Always parked in front of a porta pottie
For real.
Anyone in Virginia, please ignore this post. You might faint.
I have a radar detector. The Escort/Passport 9500Ci. It also has the “Jammers” (Which aren’t jammers at all) and the extra bands that radar uses.
Did you know that in the US they could put up a $40 emitter that tells my radar specific details about road hazards ?
The circuitry in my radar detector that does that is very, very simple. It’s actually the same exact tech in the proximity sensors that all the new cars seem to have.
Cars and manufacturers - As well as states and the like - can easily deploy these units about a buck a piece to put in all cars to signal construction zones, road hazards - heck you can even deploy your own hazard with a unit.

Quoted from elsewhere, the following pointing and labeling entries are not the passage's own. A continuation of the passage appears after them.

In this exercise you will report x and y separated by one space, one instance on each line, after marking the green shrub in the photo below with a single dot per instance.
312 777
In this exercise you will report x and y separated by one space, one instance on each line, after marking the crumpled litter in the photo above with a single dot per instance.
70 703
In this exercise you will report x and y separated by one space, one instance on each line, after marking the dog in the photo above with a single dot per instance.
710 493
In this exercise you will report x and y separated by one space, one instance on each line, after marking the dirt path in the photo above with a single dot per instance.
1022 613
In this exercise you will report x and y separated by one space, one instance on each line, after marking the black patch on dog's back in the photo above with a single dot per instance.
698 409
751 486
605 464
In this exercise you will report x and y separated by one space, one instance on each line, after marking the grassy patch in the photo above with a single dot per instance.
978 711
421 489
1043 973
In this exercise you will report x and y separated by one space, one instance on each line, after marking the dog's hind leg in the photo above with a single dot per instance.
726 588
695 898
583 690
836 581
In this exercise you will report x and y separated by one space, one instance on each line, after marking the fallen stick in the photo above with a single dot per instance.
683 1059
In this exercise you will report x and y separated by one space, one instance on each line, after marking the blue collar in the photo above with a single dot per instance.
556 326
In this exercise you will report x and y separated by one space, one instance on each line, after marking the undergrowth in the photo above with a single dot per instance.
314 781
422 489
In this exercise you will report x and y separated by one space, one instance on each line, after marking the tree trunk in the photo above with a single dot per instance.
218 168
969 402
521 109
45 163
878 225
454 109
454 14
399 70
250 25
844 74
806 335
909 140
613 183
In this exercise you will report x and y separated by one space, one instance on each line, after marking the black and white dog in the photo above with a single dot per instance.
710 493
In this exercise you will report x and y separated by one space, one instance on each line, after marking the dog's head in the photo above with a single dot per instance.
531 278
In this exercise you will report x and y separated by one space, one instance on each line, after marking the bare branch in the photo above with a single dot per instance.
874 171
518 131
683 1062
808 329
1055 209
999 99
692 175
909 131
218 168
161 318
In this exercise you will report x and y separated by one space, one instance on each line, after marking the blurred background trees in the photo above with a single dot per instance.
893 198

It’s not easy to get all of these devices into cars. I’m not going to say it is. But it seems that after awhile the US made backup cameras mandatory and these little road warning units are less of a cost. St Louis uses these systems all the time and let me tell you how cool it is to drive down the road and have your detector tell you “Construction in 1000 ft. Rt lane closed” and be able to adjust accordingly.
But you see the government, state or federal, is NEVER interested in improving people’s lives. A system like this would cost as much as those jeeps and save more lives. Send it out with new EZPasses. Advertise. Get people to like the laws instead of fear them.
But no, Government shows time and time again it has no interest in protecting people. Only controlling them.
I have no problem with Pennsylvania doing this, because they are realistic about their work zones, and do not abuse the designation.
New Jersey, on the other hand, puts speed restricted work zones all over the place, even if no work is taking place. The sign is there, but there are no cones, no trucks, no workers... Nothing but a bigger ticket if you get caught.
People just ignore the signs, because almost all of them are meaningless. Then when there is a real work zone, it is mayhem, because nobody is following the signs.
The Pennsylvania state tree is the traffic cone.